Sorry for the losses. Young Altolamp fry are notoriously hard to keep alive. They are very unforgiving of any slip ups or mishaps like your power situation. There will be days when half of them die off for no apparent reason.

Once they reach about two months they seem to be much more durable. Until then, they are a lot of work. It is possible to get 95%+ survival rates but there is usually a very discouraging learning curve.

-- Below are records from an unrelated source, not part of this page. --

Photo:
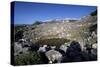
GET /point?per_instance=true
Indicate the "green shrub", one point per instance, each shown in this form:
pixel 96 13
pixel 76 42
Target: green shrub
pixel 28 59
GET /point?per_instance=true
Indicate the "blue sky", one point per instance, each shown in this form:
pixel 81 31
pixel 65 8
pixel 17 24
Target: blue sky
pixel 28 13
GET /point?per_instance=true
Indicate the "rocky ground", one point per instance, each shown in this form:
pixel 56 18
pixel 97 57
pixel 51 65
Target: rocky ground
pixel 29 38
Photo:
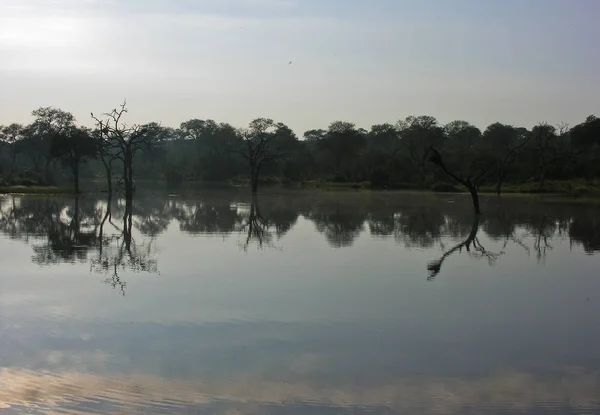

I don't want to dampen your enthusiasm; rather, give you a realistic expectation of what you could be in for.

Best wishes!

Russ


----------



## jaymore1 (Dec 18, 2010)

Thanks for the heads up razzo. This as all been a learning experience for me from the start being this is my 1st batch of fry *** ever attempted so I def expect to have some casualties. I have to say though other than the **** power outage I haven't lost any other fry (yet). Hope to keep having good luck but only time will tell. Im in the process of getting some pics tonight and hopefully get them uploaded with in the next couple days when I get some free time


----------



## jaymore1 (Dec 18, 2010)

Quick update. Sorry but know pics yet but I promise they are coming. Down to 21 out of 2 batches of fry and started at around 60. Pretty disappointing but I knew this was a possibility so I guess it is what it is. The 1s that are left seem to be thriving though so hopefully the worst is over. The good news is their is more eggs in the shell I noticed today so game on for the 3rd batch.


----------